A Mathematical Look at the 7 Liberal Arts as “Humanities”
Year: 2001 Authors: Stephen Eberhart
Core claim
The seven liberal arts can be interpreted mathematically and humanly as developmental and patterned activities rather than separate “arts” and “tech” disciplines.
Topics
liberal arts, Trivium and Quadrivium, human development, pattern classification
Domains
group theory, frieze patterns, analytic geometry, symbolic logic, education, rhetoric, historical curriculum, humanities
Methods
etymology, allegorical interpretation, classroom pedagogy, pattern analysis
Media
dictionary references, track patterns, equations, Sheffer stroke
Paper text
The text below is the locally extracted OCR/Markdown version of the paper. Raw PDF files remain local and are not published here.
BRIDGES Mathematical Connections in Art, Music, and Science
A Mathematical Look at the 7 Liberal Arts as “Humanities”
Stephen Eberhart Department of Mathematics, California State University, Northridge Northridge CA 91330-8313
What are the “arts,” as opposed to the “tech” subjects? Until re-arranged by the ’94 earthquake, the C.S.U. Northridge campus presented a fairly paradigmatic lay-out illustrating the common perception of this distinction: The music, drama, dance, and graphic arts depts. with their respective listening and viewing spaces were all on the (sunny) south side of campus with ready public access, whereas the engineering and computer science depts. were relegated to the (cold) north side with no public access roads. I ask students in my Math. Through the Lib. Arts course (Math 131) to look up “art” and “tech” in the American Heritage Dictionary and discover their true meanings. Both words mean a craft activity of putting things together, Latin ars as joinery (“articulate,” “carpentry,” “harmony”) and Greek techné as weavery (“textile”). A non-distinction! For similar treatment of conservationist “liberals” vs. supposed “conservatives”, see Doonesbury.

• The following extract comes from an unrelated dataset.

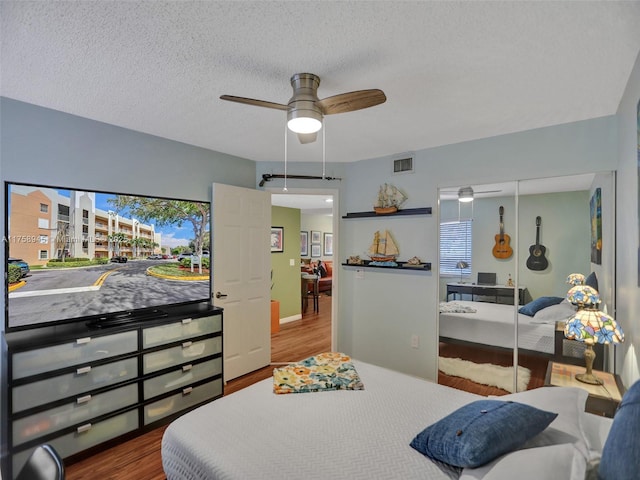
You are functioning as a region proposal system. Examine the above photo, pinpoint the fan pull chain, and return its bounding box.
[282,122,287,192]
[322,122,327,180]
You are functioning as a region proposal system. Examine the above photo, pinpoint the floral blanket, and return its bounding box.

What then are the “liberal arts”? They first emerge rather by-the-bye in the course of Plato’s Republic in 5th-4th cent. BCE as subject areas in which youth should be educated in order to become responsible members of society, mentioned separately, and 7 in number: grammar, rhetoric, logic, arithmetic, geometry, music, and astronomy. These became personified as allegorical feminine figures Grammatica, Rhetorica, Dialectica, Arithmetica, Geometria, Musica, and Astrologia in The Wedding of Philology and Mercury by Martianus Capella in 4th-5th cent. CE, which became in turn the basis for the curriculum of the mediaeval School of Chartres.

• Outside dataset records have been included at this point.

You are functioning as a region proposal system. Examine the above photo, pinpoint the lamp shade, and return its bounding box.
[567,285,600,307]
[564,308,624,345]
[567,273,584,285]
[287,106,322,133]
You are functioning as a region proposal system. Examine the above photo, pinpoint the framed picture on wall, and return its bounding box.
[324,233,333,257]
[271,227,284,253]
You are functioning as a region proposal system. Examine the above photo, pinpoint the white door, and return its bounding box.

When I began teaching Math 131 at CSUN in 1984, I was faced with choice of math history texts presuming calculus or “poets’ math” texts presuming near innumeracy. 7 years later, at my students’ request, I began writing a text for their needs, aimed primarily at English and history and journalism majors, with the intent of using story-telling devices to hook their interest and pique their curiosity. Math, like all else done by humans, is — must be! — an expression of our humanity, so we study problem-solving techniques not for sake of the solutions but to get a feel for the differing situations and characters of the peoples who did them, their times and places. I decided to base this course literally on the 7 liberal arts, since the takers were what the university classified as liberal arts students. But only the 4 upper subjects of the Quadrivium (arith., geom., music & astron.) seemed evidently math-related; of the 3 lower subjects of the Trivium (grammar, rhetoric, & logic) only logic sounded “math-y” — what to do with the other two?

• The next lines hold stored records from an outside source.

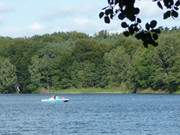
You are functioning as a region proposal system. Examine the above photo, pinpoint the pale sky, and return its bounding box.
[0,0,180,37]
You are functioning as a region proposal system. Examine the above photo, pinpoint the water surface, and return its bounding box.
[0,94,180,135]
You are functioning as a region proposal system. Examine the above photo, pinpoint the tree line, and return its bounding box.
[0,28,180,93]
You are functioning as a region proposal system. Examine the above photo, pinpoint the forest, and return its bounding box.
[0,27,180,93]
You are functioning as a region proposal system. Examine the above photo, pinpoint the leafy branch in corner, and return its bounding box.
[99,0,180,47]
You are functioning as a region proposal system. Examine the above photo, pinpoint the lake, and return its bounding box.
[0,94,180,135]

I was reading with an elderly friend at the time, who had fallen and greeted me at her door sporting a pair of crutches, saying proudly “I’ve been studying the cats and dogs in the neighborhood, and this is how they walk … .” Now I had prided myself in “walking” (as I thought) with my fingers during idle study hall hours, but used a diagonally paired gait that is actually a “trot,” as I learned. This near blind woman on crutches was showing me true 4-footed walking, which turns out to be of same pattern as human infant crawling. The Amer. Her. Dict. revealed that grammata are, in fact, foot-prints (cognate with “tracks” and “graphs”). It became clear that the Trivium subjects are Walking, Talking, & Thinking — the accomplishments of the first 3 years of childhood.
My students study tracks left by various forms of locomotion and classify them according to frieze patterns in 1 dimension, with introduction to group theory. But since such patterns typically involve turning while translating, they are abstractly 2-dim. — one has to be coordinated to walk. From there, we address equations of form viewed on one hand as set of all points lying on a line, and dually as all lines through a point — cf. Pirsig’s Zen and The Art of Motorcycle Maintenance on why such view-switching got classical rhetoricians in disrepute (much like lawyers today). All of symbolic logic, finally, can be written with a single (Sheffer) stroke meaning “no,” which is how 2-to-3-year olds gleefully explore what they can get away with.
The Quadrivium subjects then unfold in more familiar fashion, but culminate in battle between geo- vs. heliocentric astron. post-modernly resolved in recognition that everything moves.